Certificate No. L569449, Thirty-One Shares to Jas. H Oliphant & Co., November 20, 1967. Richard F. Hansen, Secretary; Chester M. Brown, Chairman of the Board.
See also Allied Chemical in Mines of the Last Chance Range.
Lead Mines of Galena Canyon
New Sutherland Divide Mining Company

Certificate No. 14256, One Thousand Shares to Annie L. Koch, January 30. 1957. Arthur B. Hogan, President; Henry Grim (?), Secretary.
Victory Divide Mining Company

Certificate No. 140, One Thousand Shares to A. I. D’Arcy, March 27, 1919; Harry B. Ruhl, Secretary, A. I. D’Arcy, President.
In 1929, Jack Salsberry leased the Carbonate mine to the New Sutherland Divide Mining Company, in which he had an interest. He then succeeded in getting a contract with the giant U. S. Smelting, Refining and Mining Company to sublease the mine. Salsberry and his partners worked up the stock from 5 cents to 50 cents while they tried to unload before the smelting company backed out.
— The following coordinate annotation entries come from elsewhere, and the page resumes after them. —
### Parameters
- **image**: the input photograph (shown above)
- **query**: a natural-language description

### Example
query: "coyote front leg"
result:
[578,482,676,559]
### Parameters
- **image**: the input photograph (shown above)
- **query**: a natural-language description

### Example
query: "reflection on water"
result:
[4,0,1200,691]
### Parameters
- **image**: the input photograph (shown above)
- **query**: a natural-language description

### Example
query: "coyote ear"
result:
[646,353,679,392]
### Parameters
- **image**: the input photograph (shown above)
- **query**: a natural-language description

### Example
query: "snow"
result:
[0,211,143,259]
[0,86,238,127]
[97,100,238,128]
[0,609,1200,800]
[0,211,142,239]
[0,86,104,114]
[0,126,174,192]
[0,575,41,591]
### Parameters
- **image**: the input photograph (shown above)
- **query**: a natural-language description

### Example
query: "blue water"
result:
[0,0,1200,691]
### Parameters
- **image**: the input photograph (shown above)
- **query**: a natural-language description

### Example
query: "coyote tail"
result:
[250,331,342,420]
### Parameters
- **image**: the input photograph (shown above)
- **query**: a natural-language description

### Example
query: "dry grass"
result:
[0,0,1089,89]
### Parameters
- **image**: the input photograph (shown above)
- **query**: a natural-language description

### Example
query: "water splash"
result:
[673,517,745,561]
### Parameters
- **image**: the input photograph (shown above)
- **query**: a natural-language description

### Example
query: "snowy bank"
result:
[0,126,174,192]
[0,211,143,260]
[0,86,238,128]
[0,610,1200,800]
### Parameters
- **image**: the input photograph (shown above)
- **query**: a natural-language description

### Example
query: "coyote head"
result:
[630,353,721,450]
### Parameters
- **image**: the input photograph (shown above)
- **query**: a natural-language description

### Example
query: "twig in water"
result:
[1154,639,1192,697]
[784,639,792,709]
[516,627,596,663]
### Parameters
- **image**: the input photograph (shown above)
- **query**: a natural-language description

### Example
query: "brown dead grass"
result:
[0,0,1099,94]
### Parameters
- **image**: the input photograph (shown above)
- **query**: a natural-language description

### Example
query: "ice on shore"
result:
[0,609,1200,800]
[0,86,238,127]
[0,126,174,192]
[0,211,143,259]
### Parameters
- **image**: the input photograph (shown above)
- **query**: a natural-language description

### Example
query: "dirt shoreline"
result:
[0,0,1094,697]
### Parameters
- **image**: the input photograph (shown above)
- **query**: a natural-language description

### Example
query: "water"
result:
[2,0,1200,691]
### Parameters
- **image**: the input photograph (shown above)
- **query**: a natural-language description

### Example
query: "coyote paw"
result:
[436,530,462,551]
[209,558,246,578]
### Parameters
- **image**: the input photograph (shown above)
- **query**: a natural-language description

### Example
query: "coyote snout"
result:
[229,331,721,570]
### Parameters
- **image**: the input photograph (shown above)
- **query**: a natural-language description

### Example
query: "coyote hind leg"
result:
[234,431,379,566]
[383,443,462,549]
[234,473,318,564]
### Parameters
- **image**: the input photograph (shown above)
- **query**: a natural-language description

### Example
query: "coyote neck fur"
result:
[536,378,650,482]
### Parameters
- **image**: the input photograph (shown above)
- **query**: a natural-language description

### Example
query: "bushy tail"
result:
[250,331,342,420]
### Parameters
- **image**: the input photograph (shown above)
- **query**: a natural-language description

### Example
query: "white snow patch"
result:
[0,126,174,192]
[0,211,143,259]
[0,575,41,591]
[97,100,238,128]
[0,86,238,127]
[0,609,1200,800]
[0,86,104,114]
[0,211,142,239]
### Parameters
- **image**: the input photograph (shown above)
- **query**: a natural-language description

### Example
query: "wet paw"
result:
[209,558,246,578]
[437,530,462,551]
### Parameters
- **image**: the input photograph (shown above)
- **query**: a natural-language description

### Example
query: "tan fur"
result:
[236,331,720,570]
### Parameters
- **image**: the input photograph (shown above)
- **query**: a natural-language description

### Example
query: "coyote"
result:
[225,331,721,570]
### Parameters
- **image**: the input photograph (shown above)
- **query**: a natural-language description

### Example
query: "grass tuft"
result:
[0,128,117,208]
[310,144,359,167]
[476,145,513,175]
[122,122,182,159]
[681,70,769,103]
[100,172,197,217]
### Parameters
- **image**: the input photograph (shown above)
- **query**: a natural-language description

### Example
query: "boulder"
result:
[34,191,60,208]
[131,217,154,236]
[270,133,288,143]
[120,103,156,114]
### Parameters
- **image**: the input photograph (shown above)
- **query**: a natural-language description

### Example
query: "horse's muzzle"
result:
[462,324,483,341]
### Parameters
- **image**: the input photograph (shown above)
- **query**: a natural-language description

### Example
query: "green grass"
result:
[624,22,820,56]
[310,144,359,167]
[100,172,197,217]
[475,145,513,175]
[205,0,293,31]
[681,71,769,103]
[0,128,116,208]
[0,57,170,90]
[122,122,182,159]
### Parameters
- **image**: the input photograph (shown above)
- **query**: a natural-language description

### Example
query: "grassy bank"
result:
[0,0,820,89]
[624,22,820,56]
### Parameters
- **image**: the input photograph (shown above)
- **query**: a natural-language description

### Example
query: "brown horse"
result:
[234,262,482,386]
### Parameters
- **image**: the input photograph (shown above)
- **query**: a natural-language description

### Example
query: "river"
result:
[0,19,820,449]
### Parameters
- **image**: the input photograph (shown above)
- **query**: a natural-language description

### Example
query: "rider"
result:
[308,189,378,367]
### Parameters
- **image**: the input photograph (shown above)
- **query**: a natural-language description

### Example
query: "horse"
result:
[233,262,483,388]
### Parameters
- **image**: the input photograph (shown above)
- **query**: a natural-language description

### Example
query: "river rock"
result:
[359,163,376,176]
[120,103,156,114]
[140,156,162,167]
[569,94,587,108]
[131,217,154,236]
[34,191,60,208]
A few years later, they subleased the mine to another corporate shell, the Reorganized Victory Divide Mining Company, run by A. I. D’Arcy, who made a show of reopening the Carbonate and Queen of Sheba mines. D’Arcy worked the Victory stock up from 3 cents to 13 cents while he unloaded his own holding, then let it crash in the summer of 1926.
Salsberry’s New Sutherland Company reopened the mine in 1930 and over the next several years, they shipped more than 4,000 tons of ore before they finally quit. By then the Carbonate Mine had become the second most productive lead mine in the Death Valley country.